Stormwater flooding has been an issue throughout the village over the years. The most prominent local case of late has been on Illinois Drive, where resident Debbie

Sleigh said flood waters have threatened the home she shares with her husband, Dale.

She said the problem became worse following a construction project at neighboring Northview School. She said despite three sump pumps operating in their back yard, water comes up to their back door, and black mold is present in their house.

Stormwater projects
Chamberlin provided an overview of the stormwater projects the village has undertaken since 2001:

• The Maplewood Drive and Clark Street improvement project (completed in 2001 at a cost of $276,551). The project alleviated flooding at the intersection of those two streets with the installation of a new 42-inch and 48-inch storm sewer system along the Fisher Farm Railroad tracks.

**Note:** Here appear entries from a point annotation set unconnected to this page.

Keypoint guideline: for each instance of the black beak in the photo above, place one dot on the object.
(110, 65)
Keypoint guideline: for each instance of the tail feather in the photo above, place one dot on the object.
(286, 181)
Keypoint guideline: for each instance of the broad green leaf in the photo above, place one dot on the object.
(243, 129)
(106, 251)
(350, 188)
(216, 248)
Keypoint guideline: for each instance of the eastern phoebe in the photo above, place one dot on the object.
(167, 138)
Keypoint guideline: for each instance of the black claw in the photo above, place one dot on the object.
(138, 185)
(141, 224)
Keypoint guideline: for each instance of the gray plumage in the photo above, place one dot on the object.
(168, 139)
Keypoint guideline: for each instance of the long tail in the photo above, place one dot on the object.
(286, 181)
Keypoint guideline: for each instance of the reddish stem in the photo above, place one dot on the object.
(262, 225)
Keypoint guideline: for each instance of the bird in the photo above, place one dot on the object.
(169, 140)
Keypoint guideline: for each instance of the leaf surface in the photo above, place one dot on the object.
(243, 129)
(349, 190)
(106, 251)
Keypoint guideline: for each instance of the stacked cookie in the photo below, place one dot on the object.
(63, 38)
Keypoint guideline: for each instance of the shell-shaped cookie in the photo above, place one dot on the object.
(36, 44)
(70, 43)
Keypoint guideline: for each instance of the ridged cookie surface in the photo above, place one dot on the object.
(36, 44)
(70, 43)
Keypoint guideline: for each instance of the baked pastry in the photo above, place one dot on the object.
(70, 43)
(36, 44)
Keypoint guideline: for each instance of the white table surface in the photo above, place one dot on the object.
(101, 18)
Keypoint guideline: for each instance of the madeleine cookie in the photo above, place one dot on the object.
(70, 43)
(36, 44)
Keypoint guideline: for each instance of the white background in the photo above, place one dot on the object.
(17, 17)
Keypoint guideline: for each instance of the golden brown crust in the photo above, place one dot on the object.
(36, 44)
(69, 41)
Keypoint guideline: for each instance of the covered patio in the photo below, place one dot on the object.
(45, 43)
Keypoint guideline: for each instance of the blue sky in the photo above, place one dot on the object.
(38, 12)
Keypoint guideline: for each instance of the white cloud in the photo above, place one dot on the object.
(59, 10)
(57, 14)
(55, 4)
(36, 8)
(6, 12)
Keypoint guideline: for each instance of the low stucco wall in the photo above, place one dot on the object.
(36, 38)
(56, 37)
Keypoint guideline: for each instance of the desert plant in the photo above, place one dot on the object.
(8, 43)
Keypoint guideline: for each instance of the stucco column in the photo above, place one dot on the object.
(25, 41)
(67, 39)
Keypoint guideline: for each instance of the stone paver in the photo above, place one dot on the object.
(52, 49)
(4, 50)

• The Maplewood detention pond (2003 at a cost of $629,171). The project was the first major stormwater improvement funded by the storm drainage fee. The village bought property where the pond is located and constructed the pond, which was jointly constructed by the village and the Air Force.

• Sangamon Avenue to Wabash Avenue storm sewer (2007 at a cost of $1.921 million). Beginning at the intersection of Sangamon Avenue and Tanner Street, the project entered the west end of the detention pond at West Avenue. It included new pipes ranging in size from 24 inches to 48 inches. It has alleviated flooding along Wabash Avenue, Lincoln Street, Sangamon Avenue and Garrard Street.

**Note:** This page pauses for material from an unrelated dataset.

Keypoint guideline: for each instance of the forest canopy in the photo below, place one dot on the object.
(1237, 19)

• Prairie View and Shady Lawn upgrade (2004 at a cost of $346,812). The project diverted storm water from the Prairie View subdivision to the Maplewood detention pond.

• Eater Drive upgrade (2004 at a cost of $274,859). The project diverted water from the Eater Drive and Harper Drive intersection to the Maplewood detention pond.

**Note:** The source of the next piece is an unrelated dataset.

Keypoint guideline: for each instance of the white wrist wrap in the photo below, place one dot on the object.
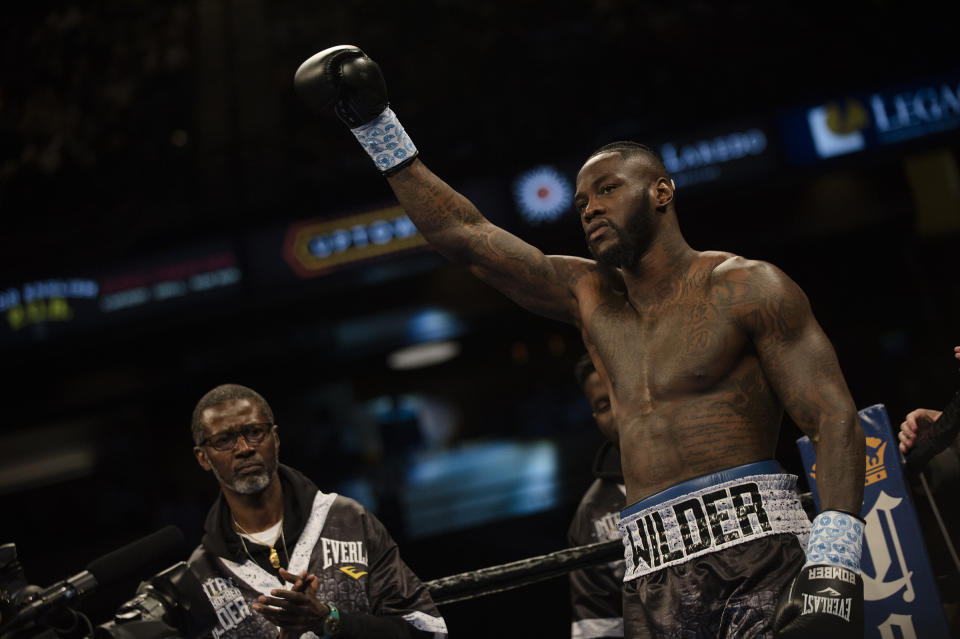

• Lon Drive and Gates Drive (2006 at a cost of $146,530). The project consisted of about 700 feet of new 30-inch storm sewer along Lon Drive beginning at the new Gates and Lon intersection extending north to U.S. 136 and an extension of a 48-inch storm sewer at Carolina Drive.

• Gleason Drive area (2012 at a cost of $1.157 million). The project reduced roadway flooding by improving the driving surface and providing curb and gutter, structures, storm sewer collection pipe as well as underground storage in the Gates Drive, Gleason Drive, Carolina Drive, Eater Drive and Harper Drive areas.

• Northwest outfall (2016 at a cost of $1.613 million). The project included construction of a new storm sewer from just south of the Canadian National railroad to the northwest pump station. The work provided improper storm water flow from the northwest portion of the community by replacing a 24-inch storm sewer and disconnecting from an existing parallel field tile.
• Broadmeadow subdivision (2016 at a cost of $1.179 million). The project provides for stormwater improvement and street rehabilitation of Broadmeadow Road from Malsbury to James Road, Broadmeadow Road to Quinlan Place pond and then along James Road. The project provided for construction of about 3,330 linear feet of new storm sewer ranging in size from 12 inches to 36 inches in diameter along with additional drainage structures.

• Rudzinski pond (2016 at a cost of $235,023). The project removed about 4,000 cubic yards of accumulated sediment from the pond, repairing existing culverts and outfall structures and regarding the banks of the pond.